Getting kids to achieve healthy sleep requires consistency. Consistent sleep environment, consistent sleep associations, consistent sleep cues, consistent soothing routines, and not least, consistent sleep schedule.
I have no idea how many people reading this have ever been in a pediatric ICU or a step-down unit, so I’ll assume the number is zero.
These places are zoos. Nurses and doctors running around, talking, machines beeping, parents playing Barney and Friends at Helen Keller volume in the bed next to your child’s.
The lights are the worst. The only foolproof way known to change sleep cycles is by changing light exposure. In the ICU, the default luminance in the open pods is staring-at-the-sun level; in the private rooms, the lights are still way too bright.
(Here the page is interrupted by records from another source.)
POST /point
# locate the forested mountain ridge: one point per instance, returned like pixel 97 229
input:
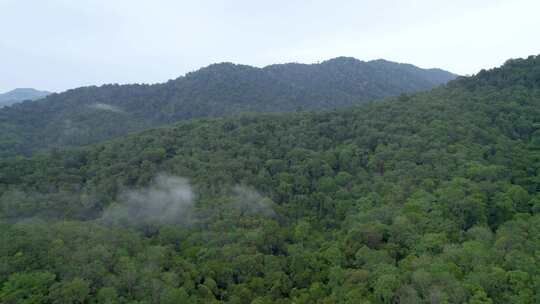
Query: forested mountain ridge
pixel 430 197
pixel 20 94
pixel 91 114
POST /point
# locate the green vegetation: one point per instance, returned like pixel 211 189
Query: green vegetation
pixel 424 198
pixel 92 114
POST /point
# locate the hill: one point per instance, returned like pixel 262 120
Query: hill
pixel 423 198
pixel 91 114
pixel 21 94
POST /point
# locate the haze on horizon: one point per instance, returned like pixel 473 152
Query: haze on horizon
pixel 60 44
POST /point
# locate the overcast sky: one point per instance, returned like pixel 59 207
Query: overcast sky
pixel 60 44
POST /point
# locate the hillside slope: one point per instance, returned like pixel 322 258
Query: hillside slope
pixel 426 198
pixel 91 114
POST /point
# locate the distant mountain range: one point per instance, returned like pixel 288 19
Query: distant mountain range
pixel 18 95
pixel 91 114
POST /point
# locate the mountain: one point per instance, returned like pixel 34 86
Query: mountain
pixel 21 94
pixel 432 197
pixel 91 114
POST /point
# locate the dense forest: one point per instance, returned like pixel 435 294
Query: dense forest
pixel 91 114
pixel 429 197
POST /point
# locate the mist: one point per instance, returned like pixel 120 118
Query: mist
pixel 168 200
pixel 106 107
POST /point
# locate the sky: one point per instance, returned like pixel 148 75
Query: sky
pixel 61 44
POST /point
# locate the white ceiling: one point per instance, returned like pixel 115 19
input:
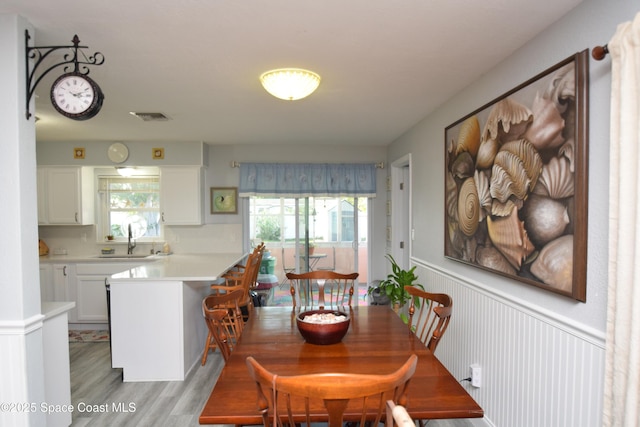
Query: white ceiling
pixel 384 64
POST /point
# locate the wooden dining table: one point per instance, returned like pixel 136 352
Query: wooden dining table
pixel 377 342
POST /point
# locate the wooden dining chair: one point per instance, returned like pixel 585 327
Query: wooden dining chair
pixel 397 416
pixel 340 288
pixel 224 322
pixel 432 317
pixel 338 397
pixel 244 278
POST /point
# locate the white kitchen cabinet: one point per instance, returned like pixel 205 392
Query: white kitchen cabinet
pixel 46 282
pixel 91 299
pixel 54 282
pixel 65 196
pixel 181 195
pixel 90 290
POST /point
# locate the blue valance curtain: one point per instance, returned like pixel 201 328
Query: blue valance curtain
pixel 307 180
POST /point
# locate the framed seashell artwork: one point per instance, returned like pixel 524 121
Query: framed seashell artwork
pixel 516 182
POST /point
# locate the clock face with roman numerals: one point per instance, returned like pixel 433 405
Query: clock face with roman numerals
pixel 76 96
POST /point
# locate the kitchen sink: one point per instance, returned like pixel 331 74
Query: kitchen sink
pixel 123 256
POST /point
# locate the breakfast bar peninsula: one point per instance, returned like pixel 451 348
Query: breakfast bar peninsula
pixel 157 328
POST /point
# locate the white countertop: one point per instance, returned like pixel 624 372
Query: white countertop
pixel 184 267
pixel 94 258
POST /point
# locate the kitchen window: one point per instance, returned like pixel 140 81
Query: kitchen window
pixel 128 200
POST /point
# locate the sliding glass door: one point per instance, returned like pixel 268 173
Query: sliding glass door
pixel 312 233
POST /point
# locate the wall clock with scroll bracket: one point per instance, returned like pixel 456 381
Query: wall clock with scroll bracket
pixel 76 96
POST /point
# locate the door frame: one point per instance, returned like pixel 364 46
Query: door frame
pixel 401 210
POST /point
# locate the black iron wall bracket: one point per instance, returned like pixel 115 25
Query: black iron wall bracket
pixel 37 54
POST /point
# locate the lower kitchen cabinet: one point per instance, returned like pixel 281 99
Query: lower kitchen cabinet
pixel 54 282
pixel 91 299
pixel 90 294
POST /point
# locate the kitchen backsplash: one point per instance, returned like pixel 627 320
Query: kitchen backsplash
pixel 210 238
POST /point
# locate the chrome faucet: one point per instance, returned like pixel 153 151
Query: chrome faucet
pixel 130 245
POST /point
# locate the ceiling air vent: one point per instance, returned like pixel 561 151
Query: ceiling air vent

One of Jack’s nurses in the CCU told me that she regularly went around and turned on the lights above the kids’ beds because she didn’t think it was healthy for them to be sleeping so much.
Upshot: both times Jack has come home from the hospital it’s taken us weeks to unscrew the damage done to his sleep.
Nutrition. What’s so complicated about that? Jack’s a baby. He drinks breastmilk.
For medical reasons, Jack wasn’t given any nourishment for days after both surgeries. No breastmilk, no formula, no apple pie. Only intravenous nutritional supplements.
The result? His weight cratered after the first surgery. After the second surgery, his weight slumped, and then flatlined, and only picked up after we got him home.
Bear in mind that because Jack was three weeks preterm, he wasn’t a giant to begin with (something for which his mother expressed mixed gratitude). He was born in the 25th percentile for weight. After his second surgery, he fell off the chart entirely. He’s back on it, in the 1st percentile.
Even more than a normal baby, his health depends on him getting bigger. His intramural VSD, which was patched during his cath procedure in early January, appears to be staying the same size.
It’d be swell if it would just go away, but you have to take what you’re given. Best case is for the VSD to get smaller in relative terms, and for that to happen the Munch has to get munchier.
Which means we have keep feeding him like he’s three months younger than he actually is. Which is why I’m still awake at 1:12 AM to give him a dream feed.
We stopped giving the Woog dream feeds when he was like two months old, because we could. Ryan was a mountain of a baby. The Munch is still a morsel.